F. graminearum quickly adapts to different environments. Some authorities [5,11] have provided valuable accounts on the mold’s lifecycle and facilitated the comprehension of the phenomena observed in the current experiment. The fungus has two basic growth strategies, and these can be related to r and k survival strategies as described by Taylor, et al. [46]: As the organism reaches a substrate, it quickly produces a mycelium and spreads through the medium (k-strategy). If the medium is rich in nutrients, the fungus favors the production of spores (r-strategy). K-strategy results in an increase of levels of all RGB components as the mold becomes white. R-strategy increases the RGB components if the medium is dark, acidic (under low pH the mold produces yellow pigments) or highly illuminated (light stimulates the production of carotenoids), or decreases RGB if the medium is bright, for instance if there is high mycelial biomass. Toxin production occurs mainly when the fungus adopts the r-strategy (i.e., when there are live colors) [11] and this is indeed one of the ways to detect Fusarium head blight. Since the growth stages or strategies are always associated with particular colors, they are predictable.

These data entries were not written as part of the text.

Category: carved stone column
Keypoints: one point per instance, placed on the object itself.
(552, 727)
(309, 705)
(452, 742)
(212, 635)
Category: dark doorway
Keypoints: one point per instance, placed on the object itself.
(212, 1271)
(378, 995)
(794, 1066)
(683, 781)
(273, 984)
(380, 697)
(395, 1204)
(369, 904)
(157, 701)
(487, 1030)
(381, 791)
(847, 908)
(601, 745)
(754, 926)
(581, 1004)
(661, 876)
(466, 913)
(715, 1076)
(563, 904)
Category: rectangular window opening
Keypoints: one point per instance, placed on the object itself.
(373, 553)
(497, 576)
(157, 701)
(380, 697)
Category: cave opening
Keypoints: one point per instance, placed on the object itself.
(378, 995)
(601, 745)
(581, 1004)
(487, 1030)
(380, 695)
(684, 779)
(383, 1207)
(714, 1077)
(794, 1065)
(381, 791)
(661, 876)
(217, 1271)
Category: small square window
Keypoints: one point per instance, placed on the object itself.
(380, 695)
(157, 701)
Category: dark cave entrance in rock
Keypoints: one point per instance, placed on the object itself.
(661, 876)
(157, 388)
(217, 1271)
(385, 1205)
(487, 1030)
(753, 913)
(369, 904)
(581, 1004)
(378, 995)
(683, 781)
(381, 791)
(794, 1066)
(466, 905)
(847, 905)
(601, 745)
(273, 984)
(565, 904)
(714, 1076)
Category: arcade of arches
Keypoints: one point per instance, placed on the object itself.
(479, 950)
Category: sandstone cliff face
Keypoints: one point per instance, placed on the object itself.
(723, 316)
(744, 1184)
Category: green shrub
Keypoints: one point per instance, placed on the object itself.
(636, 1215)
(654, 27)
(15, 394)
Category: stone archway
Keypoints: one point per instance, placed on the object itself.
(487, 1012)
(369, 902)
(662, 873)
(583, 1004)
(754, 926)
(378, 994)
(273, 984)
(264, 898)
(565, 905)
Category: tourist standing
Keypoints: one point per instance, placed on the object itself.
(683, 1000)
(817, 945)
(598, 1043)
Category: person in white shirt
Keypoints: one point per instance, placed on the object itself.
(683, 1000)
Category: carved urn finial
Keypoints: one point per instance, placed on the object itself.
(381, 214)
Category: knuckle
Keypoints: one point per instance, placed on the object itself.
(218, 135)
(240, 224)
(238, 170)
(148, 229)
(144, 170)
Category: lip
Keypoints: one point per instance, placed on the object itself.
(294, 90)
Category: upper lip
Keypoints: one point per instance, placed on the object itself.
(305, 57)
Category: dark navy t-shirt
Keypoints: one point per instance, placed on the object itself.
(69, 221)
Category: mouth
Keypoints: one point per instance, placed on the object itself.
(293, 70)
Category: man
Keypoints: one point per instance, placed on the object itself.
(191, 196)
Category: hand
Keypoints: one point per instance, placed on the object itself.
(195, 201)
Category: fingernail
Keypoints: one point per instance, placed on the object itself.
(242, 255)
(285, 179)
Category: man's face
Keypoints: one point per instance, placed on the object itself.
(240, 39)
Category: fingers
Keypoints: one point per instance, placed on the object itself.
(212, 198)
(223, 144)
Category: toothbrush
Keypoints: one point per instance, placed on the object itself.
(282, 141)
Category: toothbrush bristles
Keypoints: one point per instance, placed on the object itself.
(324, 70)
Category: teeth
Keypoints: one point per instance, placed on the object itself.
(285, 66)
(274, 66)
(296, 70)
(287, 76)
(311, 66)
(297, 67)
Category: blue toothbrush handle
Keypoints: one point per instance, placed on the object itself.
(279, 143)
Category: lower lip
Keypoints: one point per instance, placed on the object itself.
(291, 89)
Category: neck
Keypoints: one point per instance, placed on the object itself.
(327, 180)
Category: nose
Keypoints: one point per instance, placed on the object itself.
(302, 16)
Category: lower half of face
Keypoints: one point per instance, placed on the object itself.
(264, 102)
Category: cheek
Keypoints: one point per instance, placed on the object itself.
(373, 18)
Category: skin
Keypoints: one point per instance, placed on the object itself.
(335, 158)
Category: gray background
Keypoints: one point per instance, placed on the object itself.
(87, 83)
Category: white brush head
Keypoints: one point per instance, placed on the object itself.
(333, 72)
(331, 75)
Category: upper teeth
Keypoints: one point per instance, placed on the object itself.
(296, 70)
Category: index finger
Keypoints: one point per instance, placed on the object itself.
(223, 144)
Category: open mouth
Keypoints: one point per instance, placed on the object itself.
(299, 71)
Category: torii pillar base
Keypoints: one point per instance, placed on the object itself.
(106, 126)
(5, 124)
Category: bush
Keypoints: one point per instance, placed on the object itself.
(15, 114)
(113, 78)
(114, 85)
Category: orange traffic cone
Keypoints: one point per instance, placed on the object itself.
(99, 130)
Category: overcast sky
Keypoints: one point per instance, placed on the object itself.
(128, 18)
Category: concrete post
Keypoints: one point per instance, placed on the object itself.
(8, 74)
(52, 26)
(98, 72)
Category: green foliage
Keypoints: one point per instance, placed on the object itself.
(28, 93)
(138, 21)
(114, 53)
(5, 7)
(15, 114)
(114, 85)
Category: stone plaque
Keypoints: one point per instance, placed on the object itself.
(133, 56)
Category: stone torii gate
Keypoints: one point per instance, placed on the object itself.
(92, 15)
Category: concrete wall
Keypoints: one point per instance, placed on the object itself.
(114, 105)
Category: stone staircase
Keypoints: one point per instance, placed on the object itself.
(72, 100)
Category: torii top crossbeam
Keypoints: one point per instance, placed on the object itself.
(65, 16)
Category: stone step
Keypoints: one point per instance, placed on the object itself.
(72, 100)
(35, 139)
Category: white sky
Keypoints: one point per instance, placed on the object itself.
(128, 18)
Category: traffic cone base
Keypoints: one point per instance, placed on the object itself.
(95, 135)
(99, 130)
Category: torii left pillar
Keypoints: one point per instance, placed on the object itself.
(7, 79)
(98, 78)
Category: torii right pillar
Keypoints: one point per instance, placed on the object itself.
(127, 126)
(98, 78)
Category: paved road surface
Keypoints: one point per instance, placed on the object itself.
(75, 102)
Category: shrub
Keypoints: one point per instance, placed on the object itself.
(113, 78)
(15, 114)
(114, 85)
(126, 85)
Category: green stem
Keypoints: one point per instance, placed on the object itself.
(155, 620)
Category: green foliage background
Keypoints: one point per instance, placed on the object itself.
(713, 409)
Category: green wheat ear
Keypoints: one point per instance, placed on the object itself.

It is also important to consider the role of temperature and aw in the dynamics of RGB changes during the growth of F. graminearum [47]. There are two major profiles, determined by harsh or optimal environmental factors, with intermediate states. When the conditions tend to be optimal (25 °C and aw = 0.99), the fungus favors rapid growth and production of spores (r-strategy). Thus, one can expect a very rapid rise in all RGB values (either from pigmentation or high mycelial biomass) and also DON concentration. RGB imaging is highly reliable in these situations, especially if there are no strong natural barriers for colonization, such as husk. This explains why there were high correlations between colors and DON concentration in rice samples containing peeled grains and agar, but not as much in oats. Under severe conditions, the fungus colonizes as fast but the mycelium does not thicken much (possibly to save energy), and it might even be hardly noticeable in grains. In these cases, imaging analysis might not help much, but the chances for the grains to be contaminated are also scarcer. Thus, RGB analysis seems to be low cost with a rapid approach when conditions seem suspicious.